Book of the Week: “Playboy and the Making of the Good Life in Modern America”

A confession: I’ve never paged through an issue of Playboy , whether by dint of my sex or age. So it’s to Elizabeth Fraterrigo’s credit that she managed, in Playboy and the Making of the Good Life in America , to interest me for 216 pages in ” a titty magazine that has been culturally irrelevant since the late 1970s .” She did so by arguing that Playboy was about far more than breasts; it helped shape the consumer desires of the midcentury man as much as it shaped his carnal tastes. And, it turns out, a book about Playboy ‘s history is also a corollary history of American gender roles in the second half of the 20 th century.

Hugh Hefner, long before he was an old man escorting pretty young silicone things around cable TV, was an unhappily married, disatisfied-with-his-lot Chicago desk worker. Before leaving his wife, but perhaps indicating what was to come, he struck out to create a magazine that glamorized the life that he felt was of the philosophically highest order: that of an urban single man with a lot of disposable cash that he spent on a certain kind of sports car, a bachelor pad in the city, a hi-fi, just the right cut of suit. Intended as a challenge and update to more staid Esquire , Playboy redefined and became a global symbol of all that it meant to be American, claims Fraterrigo. In 1967, David Halbestrom was asked by a Polish intellectual to whom he owed a favor simply for a copy of the magazine: ” ‘It doesn’t matter that all American young men don’t live like Playboy heroes; what matters is that we think they do. For us Playboy is the symbol of your good life.’ ”

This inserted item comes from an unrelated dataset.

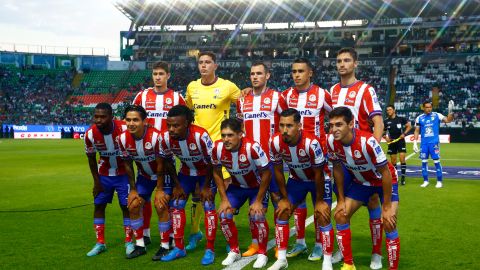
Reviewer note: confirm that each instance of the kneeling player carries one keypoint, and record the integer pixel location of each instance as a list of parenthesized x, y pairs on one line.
[(365, 160), (140, 144), (304, 157), (109, 175), (193, 147), (248, 165)]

The magazine started losing readers and cultural caché when Penthouse , Hustler , and the more “worldly” Oui entered the market and ratcheted up the standard level of graphic nudity. This was also the moment when the women’s movement took serious hold. Though Hefner had long publicly advocated for women’s sexual freedom (Gloria Steinem once credited the magazine with helping jump-start feminism’s so-called second wave), the magazine was clumsy in adapting to a new world order, running screeds against frightening man-haters and struggling to make sense of the inherently anti-consumerist hippie movment. The formerly suave Playboy man looked just a little more like Archie Bunker every year.

Be forewarned- Playboy and the Making of the Good Life in America is an academic work, and the prose gets bogged down in places. Despite the subject matter, the book is not remotely titillating, or meant to be. Fraterrigo also skims over a lot, particularly how the magazine shaped sexuality and notions of female beauty (she prefers ruminating on the social lives of Playboy bachelors and Helen Gurley Brown’s single girls; it’s more about materialism and the city than sex and the city). But it helps parse exactly how sex, money, goods, and urban living got mixed up together into a certain idea of the good life that’s still poured out, no longer in Playboy but on, yes, Sex and The City- or Mad Men , the current vogue of which perhaps proves how strongly Hefner’s original vision shaped our culture.